The purpose of the additional engineering meeting, Bernard said, "is two-fold: to talk about safety, technology and how we move the sport to the next level.

"Last year we had team owners' meetings and we had drivers' meetings and some were very productive and some of them weren't," he said. "The team managers' meeting, we think these will be very productive because team managers have a very good pulse of what the team owners want and a good pulse of what the drivers want. We'll have that prior to the team owners' meeting, so when we have the team owners' meeting we hope that we can see productivity, where we're not just arguing about certain elements, [where] we go in with an agenda, where some of it has already been talked about in the team managers' meeting and the owners have already been briefed."

Bernard said the series continues to address a "list of short-term, medium-term and long-term goals that the drivers wanted us to work on, and that list [collated in a meeting in Indianapolis the week after Wheldon's death] we've taken to heart." Among concerns, he said, was a standardization of yellow caution lights in cockpits and surround head mounts and seat positioning in the new DW12 car, which was named after the car's main test driver, Wheldon.

"It's all very positive," Bernard said. "Now, do all the drivers hear about it? They clearly told us that Tony Kanaan, Justin Wilson and Dario Franchitti were their leaders, and that's who I communicate with. I have had several meetings with those three.
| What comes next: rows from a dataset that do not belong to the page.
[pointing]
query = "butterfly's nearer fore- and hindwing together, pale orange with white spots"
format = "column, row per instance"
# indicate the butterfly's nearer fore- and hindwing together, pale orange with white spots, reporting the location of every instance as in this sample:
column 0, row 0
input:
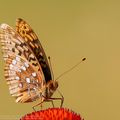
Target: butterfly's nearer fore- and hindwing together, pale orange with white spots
column 23, row 72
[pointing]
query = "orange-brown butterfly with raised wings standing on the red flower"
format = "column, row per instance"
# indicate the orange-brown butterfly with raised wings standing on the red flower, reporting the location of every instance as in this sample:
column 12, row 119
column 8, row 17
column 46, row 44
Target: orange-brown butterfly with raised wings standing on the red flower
column 27, row 70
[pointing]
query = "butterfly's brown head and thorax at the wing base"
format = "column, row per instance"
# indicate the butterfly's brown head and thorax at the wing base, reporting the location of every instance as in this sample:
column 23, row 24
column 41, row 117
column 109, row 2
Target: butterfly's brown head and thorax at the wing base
column 51, row 87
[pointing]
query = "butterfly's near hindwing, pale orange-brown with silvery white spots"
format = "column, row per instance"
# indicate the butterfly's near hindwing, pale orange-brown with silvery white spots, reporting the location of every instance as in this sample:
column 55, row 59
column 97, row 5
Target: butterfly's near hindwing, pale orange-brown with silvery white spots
column 24, row 82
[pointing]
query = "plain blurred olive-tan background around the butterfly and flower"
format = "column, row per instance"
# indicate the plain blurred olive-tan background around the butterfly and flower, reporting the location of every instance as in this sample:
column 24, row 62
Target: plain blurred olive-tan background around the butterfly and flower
column 70, row 30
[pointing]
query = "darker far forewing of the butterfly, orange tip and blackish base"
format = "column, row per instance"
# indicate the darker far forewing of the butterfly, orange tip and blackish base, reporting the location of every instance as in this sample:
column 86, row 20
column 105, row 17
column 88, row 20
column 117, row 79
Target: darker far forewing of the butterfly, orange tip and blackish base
column 32, row 40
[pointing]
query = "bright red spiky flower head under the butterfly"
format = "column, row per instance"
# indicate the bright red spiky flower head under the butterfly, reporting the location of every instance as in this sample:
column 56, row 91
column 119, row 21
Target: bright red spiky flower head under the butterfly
column 53, row 114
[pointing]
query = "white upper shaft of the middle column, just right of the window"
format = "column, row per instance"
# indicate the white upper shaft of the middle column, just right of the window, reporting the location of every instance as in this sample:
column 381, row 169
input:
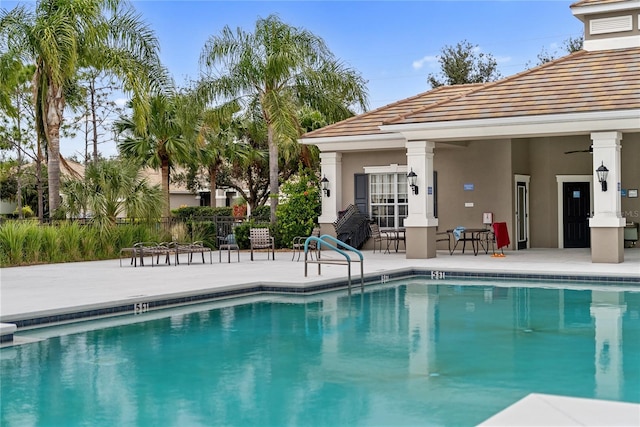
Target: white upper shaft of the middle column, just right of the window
column 420, row 160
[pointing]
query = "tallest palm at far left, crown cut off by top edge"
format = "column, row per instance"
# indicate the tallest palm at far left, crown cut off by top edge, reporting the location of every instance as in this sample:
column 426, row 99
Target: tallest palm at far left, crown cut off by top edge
column 61, row 37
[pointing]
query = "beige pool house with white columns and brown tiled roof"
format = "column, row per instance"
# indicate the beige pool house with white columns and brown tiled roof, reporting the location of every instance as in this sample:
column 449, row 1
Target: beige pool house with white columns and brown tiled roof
column 525, row 149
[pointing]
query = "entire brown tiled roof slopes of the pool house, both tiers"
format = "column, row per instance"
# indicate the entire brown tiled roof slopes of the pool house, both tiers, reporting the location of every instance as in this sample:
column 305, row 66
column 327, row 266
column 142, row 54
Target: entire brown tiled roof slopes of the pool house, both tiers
column 580, row 82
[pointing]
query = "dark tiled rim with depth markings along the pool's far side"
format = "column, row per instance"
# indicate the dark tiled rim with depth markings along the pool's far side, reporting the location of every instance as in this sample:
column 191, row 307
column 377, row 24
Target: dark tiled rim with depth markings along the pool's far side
column 140, row 304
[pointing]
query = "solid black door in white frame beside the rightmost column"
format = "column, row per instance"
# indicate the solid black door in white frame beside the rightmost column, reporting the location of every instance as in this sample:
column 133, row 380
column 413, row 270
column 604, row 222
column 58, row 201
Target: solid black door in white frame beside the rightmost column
column 576, row 205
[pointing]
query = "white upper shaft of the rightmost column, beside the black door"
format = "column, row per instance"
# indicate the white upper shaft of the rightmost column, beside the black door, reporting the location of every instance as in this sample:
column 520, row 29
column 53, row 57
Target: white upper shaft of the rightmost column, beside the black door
column 607, row 204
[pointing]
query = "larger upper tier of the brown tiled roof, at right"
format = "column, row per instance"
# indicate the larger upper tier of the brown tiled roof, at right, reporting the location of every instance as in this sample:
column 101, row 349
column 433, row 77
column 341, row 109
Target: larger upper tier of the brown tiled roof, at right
column 577, row 83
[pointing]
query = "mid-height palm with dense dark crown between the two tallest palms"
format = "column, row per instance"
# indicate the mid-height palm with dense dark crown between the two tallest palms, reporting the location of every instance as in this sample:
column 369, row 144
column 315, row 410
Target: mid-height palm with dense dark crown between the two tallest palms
column 167, row 139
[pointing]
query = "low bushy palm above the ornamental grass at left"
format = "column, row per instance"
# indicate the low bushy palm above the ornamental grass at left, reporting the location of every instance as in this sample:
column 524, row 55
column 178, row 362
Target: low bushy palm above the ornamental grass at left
column 111, row 188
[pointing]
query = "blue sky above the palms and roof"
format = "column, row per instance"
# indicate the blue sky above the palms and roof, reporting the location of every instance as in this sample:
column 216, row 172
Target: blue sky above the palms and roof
column 393, row 44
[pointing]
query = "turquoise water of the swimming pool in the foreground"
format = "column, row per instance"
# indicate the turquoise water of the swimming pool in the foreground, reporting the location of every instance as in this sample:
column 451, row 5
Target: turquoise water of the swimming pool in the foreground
column 412, row 352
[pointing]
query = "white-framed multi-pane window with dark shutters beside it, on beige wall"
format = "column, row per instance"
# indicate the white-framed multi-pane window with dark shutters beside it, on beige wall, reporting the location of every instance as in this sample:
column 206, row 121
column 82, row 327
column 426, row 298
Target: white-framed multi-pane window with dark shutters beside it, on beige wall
column 388, row 198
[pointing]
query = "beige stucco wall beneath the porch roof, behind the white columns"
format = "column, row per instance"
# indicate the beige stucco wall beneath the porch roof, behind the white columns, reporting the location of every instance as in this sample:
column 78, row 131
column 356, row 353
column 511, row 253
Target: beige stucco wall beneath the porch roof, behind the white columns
column 490, row 167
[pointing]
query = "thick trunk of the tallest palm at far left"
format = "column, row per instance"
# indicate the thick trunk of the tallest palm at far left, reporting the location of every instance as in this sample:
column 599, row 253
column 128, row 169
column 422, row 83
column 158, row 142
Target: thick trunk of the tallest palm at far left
column 55, row 110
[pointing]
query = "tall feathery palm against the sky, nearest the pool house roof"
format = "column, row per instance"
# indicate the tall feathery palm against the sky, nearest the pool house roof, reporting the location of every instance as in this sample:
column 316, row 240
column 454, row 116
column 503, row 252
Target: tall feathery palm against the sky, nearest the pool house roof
column 277, row 69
I believe IndyCar is working very hard to make sure a lot of positive comes out of this negative."

Drivers left that meeting with Bernard and series officials in October collectively supporting the series. If there was angry discourse during the meeting, they are loathe to discuss it.

"I don't want to be the one to say it, so ...," Power tapered off. "That was a productive meeting though. It wasn't an I-told-you-so [meeting]."

Drivers also refuse to assess blame, although Franchitti told SI.com that "mistakes were made." A key part of drivers' thinking remains their willingness to compete despite the knowledge of dangers they felt were beyond reasonable.

"I'm not going to sit here and say bad things about the league," Andretti said. "We all took the green flag, so we all knew the risks that we were taking. We do every time we get in the race car. If it was me in the fence, I would have said, 'Race on, guys.' I can see Dan saying the same thing. But I definitely took that one really hard. It was more my sadness turned to anger pretty quick."

Andretti's father and team-owner, Michael, who had re-signed Wheldon to rejoin his team in 2012, said no matter the emotions or advancements a death inspires, the sport remains perilous.

"This is a dangerous sport, and it will never be 100-percent safe," said Andretti, who won a combined 50 CART and IndyCar races. "And I can guarantee you in the next 10 years we're going to lose somebody else. You can't be going these speeds around these places. I'm talking about here [at the Sebring road course]. It can happen.

"Dan knew what he was getting into when he sat himself in the car, and he'd be really pissed if life didn't go on after him, because we all know when we strap ourselves in, that is our risk."